Señalar en el mapa la cumbre a la que queremos llegar es relativamente fácil, más difícil será escalar la montaña con nuestros pies y nuestras manos. El yogui (y la yoguini) es ante todo un caminante. No carga con los libros eruditos, prefiere conocer la realidad de primera mano, saber lo que es caer y levantarse, perderse y reencontrarse, pasar frío y desesperanza por los caminos.

Cierto que el Yoga es un estado especial de unión y de trascendencia tal como apuntábamos unos párrafos atrás, pero no nos olvidemos, Yoga también es el camino que nos lleva a ese estado, con sus etapas, con sus avances y sus dificultades.

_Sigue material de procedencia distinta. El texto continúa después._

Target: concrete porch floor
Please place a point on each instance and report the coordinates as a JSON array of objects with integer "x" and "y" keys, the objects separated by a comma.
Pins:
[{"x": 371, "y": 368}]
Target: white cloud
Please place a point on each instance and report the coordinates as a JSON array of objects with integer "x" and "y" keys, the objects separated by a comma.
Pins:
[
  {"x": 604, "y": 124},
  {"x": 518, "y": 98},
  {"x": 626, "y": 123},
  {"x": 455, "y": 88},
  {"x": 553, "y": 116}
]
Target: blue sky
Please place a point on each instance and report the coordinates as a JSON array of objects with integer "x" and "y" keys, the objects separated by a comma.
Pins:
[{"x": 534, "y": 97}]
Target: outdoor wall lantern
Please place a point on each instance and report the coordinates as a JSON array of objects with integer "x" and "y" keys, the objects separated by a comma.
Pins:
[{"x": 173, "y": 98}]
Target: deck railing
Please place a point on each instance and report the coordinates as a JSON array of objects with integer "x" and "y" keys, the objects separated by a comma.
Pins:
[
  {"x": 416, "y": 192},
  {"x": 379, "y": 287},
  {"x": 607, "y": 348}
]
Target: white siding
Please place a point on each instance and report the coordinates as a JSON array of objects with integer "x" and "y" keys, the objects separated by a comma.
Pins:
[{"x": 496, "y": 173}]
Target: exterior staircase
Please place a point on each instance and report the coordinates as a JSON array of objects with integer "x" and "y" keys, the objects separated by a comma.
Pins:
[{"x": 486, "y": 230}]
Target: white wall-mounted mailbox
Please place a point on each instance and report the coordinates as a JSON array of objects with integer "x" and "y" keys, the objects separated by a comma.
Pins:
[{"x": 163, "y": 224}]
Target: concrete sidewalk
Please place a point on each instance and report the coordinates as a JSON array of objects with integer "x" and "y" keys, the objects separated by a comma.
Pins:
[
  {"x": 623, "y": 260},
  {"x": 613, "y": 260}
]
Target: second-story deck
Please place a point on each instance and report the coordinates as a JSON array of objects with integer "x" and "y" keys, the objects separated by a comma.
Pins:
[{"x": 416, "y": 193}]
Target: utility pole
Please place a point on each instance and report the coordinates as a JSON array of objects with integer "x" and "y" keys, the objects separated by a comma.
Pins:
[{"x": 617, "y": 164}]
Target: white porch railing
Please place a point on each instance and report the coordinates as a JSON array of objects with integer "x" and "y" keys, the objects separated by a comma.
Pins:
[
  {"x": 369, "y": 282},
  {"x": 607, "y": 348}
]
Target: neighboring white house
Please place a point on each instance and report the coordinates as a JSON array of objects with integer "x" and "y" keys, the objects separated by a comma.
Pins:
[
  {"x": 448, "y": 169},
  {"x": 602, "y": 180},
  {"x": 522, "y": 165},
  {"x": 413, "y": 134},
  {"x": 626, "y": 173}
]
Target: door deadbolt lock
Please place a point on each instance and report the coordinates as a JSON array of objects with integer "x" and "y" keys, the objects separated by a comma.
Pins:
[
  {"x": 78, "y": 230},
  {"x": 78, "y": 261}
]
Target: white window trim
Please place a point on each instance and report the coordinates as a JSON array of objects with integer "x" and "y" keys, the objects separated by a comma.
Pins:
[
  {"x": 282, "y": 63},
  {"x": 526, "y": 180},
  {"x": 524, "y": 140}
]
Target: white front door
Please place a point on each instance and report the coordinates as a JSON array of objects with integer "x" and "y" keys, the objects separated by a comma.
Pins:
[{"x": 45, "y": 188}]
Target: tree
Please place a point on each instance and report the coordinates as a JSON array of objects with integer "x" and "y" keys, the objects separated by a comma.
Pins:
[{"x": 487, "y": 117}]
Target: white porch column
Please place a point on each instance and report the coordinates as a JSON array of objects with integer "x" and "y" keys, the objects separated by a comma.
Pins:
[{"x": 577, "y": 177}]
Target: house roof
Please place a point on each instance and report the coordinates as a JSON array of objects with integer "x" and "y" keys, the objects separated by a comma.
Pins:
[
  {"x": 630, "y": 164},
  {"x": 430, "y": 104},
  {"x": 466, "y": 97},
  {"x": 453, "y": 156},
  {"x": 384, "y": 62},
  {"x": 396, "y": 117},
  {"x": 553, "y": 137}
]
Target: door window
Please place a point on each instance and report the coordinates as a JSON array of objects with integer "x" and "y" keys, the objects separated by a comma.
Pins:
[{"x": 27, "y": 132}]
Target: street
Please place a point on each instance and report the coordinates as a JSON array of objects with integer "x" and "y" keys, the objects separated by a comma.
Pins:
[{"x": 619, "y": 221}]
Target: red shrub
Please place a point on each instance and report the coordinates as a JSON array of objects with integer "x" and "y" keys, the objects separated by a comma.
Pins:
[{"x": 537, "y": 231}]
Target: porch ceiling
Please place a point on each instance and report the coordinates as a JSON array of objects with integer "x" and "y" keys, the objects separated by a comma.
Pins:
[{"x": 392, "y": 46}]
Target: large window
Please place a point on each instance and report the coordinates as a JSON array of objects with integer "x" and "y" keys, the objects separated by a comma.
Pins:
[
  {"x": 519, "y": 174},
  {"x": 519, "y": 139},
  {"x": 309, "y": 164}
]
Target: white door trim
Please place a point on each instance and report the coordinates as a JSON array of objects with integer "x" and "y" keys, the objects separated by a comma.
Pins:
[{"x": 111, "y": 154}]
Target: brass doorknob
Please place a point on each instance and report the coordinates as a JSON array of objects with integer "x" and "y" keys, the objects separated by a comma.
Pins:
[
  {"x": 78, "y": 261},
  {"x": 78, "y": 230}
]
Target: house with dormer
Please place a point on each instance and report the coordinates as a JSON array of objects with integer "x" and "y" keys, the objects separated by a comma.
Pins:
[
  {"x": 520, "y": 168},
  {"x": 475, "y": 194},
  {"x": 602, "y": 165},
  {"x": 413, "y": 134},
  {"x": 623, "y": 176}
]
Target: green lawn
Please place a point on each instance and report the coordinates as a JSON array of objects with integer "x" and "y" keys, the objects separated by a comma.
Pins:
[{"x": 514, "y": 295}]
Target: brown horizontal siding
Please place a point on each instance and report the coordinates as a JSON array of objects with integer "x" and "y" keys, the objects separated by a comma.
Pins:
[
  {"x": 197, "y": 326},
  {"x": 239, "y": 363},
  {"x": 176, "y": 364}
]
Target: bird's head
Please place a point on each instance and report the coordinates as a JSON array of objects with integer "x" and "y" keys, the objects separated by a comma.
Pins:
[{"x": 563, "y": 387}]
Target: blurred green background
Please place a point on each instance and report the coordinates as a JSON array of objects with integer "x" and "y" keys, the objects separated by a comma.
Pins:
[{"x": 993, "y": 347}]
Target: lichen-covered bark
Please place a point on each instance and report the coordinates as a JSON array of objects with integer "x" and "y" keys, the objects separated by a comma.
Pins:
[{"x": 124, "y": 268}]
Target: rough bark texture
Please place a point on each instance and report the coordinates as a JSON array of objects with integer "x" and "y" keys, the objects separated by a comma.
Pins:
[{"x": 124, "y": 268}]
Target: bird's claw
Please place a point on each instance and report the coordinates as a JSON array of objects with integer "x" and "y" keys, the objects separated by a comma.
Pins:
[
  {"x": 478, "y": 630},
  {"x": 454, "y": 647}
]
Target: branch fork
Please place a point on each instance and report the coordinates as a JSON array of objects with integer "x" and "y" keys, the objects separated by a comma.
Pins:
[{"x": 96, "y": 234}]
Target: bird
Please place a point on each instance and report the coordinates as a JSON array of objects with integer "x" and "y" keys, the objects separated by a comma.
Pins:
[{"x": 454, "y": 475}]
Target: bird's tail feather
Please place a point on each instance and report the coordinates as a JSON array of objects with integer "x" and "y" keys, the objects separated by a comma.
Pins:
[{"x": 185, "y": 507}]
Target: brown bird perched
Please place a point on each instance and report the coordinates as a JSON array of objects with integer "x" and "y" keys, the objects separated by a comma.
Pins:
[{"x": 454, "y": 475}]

En la metáfora del camino el paisaje cambia porque nosotros nos movemos en una dirección determinada. Si siempre pasáramos por el mismo sitio nos daríamos cuenta de que estamos en un bucle, o sea, de que hemos perdido la dirección del camino. Es lo que ocurre en la práctica del Yoga: si no avanzas es que te has topado con un obstáculo muy serio puesto que el Yoga es transformación e implica un avance en nuestro conocimiento de la realidad y en nuestro desarrollo personal. Avance que aparentemente puede ser muy lento porque estamos enraizándonos en capas muy profundas de nuestra psique poco visibles a la luz de los comportamientos sociales cotidianos.

Lo inaudito del mensaje del Yoga es que nos dice: “nada es imposible, siempre y cuando vayas etapa por etapa respetando los límites”. No importa lo que tardes, lo importante es la marcha, un paso detrás de otro, ahora un estiramiento y después una respiración, más tarde estar centrado o la comprensión de la naturaleza de una cualidad de la mente. Lo importante es entender que partimos de un punto, nuestro momento actual y que, en ese punto, hay una potencialidad que podemos desplegar. Somos, por así decir, la mariposa dentro del gusano y el Yoga es el proceso de la crisálida por el que inevitablemente tenemos que pasar.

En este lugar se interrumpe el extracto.